La Unión de Campesinos de Castilla y León protagonizó el pasado 11 de febrero una masiva movilización en Madrid, en la que se destacó un rotundo rechazo al acuerdo MERCOSUR, que permitiría la importación de productos elaborados con sustancias prohibidas en la Unión Europea. La protesta buscó visibilizar la preocupación de agricultores y ganaderos sobre los riesgos para la salud pública y el impacto sobre la producción local.
Tras la manifestación, la organización se ha sentado a negociar sus propuestas con los responsables políticos, logrando un acuerdo de mínimos: la presentación de varias Propuestas No de Ley (PNL) que instan al Gobierno a oponerse a la aplicación provisional del acuerdo MERCOSUR hasta que el Tribunal de Justicia de la UE emita su dictamen. Este paso garantiza que, en caso de que la Comisión Europea intente activar el acuerdo antes de su ratificación por el Parlamento Europeo y los parlamentos nacionales, España vote en contra, dando voz a los productores españoles que han dicho un firme “NO”.
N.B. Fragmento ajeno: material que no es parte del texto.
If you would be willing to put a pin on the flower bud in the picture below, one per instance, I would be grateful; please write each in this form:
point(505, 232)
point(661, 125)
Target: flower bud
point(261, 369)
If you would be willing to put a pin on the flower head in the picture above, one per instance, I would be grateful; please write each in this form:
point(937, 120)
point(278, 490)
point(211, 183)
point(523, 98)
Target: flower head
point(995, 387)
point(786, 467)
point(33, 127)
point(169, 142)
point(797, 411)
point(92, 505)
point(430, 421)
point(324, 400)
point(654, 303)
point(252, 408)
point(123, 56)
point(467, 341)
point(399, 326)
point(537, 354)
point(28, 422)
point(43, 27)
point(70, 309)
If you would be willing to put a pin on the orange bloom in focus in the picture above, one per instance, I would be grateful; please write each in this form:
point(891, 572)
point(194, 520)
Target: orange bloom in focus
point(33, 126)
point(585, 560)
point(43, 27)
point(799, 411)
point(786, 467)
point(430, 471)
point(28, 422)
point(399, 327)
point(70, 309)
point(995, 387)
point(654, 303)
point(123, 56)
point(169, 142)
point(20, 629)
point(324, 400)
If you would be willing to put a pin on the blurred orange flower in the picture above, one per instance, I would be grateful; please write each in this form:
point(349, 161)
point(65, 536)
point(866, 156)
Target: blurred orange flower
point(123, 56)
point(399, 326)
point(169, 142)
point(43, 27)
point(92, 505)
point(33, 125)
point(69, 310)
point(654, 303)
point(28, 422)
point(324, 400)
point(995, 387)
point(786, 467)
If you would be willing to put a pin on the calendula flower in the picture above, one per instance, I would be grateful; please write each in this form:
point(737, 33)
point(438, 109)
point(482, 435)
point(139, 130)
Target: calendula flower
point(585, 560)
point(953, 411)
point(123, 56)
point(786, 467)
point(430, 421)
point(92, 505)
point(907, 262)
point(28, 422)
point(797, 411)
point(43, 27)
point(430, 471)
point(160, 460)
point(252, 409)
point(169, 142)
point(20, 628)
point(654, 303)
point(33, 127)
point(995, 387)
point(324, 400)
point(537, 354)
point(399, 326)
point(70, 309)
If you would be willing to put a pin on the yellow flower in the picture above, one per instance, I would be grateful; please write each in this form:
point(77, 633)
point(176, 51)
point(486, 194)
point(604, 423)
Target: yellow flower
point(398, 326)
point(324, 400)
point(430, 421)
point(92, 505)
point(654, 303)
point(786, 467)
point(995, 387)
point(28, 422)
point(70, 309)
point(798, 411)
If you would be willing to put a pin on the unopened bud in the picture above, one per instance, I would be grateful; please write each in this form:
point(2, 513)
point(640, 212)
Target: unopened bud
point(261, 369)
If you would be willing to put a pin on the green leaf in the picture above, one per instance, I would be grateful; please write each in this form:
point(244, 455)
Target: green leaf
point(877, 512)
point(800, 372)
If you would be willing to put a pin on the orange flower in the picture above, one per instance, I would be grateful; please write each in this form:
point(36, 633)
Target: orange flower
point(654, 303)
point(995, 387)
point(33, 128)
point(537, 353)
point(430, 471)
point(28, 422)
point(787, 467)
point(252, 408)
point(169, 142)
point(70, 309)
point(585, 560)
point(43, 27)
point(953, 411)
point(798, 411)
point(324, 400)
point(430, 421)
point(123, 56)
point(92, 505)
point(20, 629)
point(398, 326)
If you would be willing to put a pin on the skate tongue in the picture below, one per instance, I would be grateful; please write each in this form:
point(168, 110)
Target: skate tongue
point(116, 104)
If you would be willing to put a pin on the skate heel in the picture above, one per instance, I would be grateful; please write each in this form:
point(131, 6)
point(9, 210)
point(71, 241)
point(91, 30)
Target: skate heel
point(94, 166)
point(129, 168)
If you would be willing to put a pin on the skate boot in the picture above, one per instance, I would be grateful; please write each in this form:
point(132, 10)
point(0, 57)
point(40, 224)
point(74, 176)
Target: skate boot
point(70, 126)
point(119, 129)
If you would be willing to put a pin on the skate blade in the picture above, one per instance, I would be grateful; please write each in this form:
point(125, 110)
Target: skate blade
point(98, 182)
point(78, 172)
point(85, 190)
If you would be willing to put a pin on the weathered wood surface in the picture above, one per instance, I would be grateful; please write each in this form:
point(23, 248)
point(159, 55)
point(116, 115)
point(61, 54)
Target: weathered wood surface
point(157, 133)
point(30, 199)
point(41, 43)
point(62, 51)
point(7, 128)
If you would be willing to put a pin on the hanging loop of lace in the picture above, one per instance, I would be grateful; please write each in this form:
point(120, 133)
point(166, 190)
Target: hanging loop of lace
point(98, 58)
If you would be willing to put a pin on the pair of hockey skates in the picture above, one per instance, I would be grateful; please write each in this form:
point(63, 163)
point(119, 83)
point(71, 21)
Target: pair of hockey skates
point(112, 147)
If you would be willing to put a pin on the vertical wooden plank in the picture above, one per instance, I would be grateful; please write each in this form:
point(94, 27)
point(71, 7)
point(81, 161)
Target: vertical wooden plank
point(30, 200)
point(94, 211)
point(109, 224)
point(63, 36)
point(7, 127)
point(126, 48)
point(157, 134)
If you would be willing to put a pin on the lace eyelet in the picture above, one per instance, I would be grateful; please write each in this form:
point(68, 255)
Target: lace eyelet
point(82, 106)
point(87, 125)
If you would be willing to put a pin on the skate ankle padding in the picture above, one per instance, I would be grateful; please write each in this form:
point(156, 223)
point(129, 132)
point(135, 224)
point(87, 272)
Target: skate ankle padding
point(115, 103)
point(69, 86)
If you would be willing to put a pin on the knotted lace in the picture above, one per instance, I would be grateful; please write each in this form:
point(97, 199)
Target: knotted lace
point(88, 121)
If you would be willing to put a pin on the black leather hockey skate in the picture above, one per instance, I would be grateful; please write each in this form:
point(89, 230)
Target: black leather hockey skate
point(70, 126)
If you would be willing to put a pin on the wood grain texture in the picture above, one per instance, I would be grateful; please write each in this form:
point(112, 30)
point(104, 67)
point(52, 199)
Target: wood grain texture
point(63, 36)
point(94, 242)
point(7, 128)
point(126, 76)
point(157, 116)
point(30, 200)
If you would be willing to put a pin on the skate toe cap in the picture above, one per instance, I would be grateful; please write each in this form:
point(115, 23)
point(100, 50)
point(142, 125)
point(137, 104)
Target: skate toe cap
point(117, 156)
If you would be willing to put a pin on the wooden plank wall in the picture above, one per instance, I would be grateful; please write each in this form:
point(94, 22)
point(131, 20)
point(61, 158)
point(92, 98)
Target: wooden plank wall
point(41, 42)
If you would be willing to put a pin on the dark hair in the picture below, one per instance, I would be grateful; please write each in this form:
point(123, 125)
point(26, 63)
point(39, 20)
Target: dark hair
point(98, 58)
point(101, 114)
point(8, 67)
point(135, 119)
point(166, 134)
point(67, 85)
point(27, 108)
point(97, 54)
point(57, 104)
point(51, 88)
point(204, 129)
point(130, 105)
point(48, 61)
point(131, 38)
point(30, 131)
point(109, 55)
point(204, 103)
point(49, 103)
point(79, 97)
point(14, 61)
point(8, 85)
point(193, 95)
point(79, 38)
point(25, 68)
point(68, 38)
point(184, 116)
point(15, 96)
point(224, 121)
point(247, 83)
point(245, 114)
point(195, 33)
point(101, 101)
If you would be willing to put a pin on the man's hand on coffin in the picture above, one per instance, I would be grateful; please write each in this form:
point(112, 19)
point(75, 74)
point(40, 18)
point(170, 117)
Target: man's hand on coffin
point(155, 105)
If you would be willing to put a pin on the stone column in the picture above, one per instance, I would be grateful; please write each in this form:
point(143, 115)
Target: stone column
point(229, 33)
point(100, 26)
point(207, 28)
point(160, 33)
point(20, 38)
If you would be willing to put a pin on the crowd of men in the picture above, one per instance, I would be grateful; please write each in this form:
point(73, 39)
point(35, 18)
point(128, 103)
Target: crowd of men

La Unión de Campesinos insiste en que las materias activas prohibidas en Europa no pueden emplearse en los productos importados, y promueve la introducción del principio de reciprocidad en los acuerdos comerciales con terceros países. Esto implica que los productos importados deben cumplir con las mismas condiciones de producción que las europeas, especialmente en materia ambiental, de salud ciudadana y bienestar animal.
Estas propuestas forman parte de un decálogo presentado a todos los grupos parlamentarios de Castilla y León de cara a las elecciones del 15 de marzo, con el objetivo de conocer claramente su postura sobre la protección de la producción agroalimentaria y la seguridad alimentaria en la UE.
Con esta iniciativa, la organización reafirma su compromiso de defender los intereses de los agricultores y ganaderos, asegurando que los acuerdos internacionales respeten la normativa europea y los estándares de calidad y seguridad que exige el mercado nacional.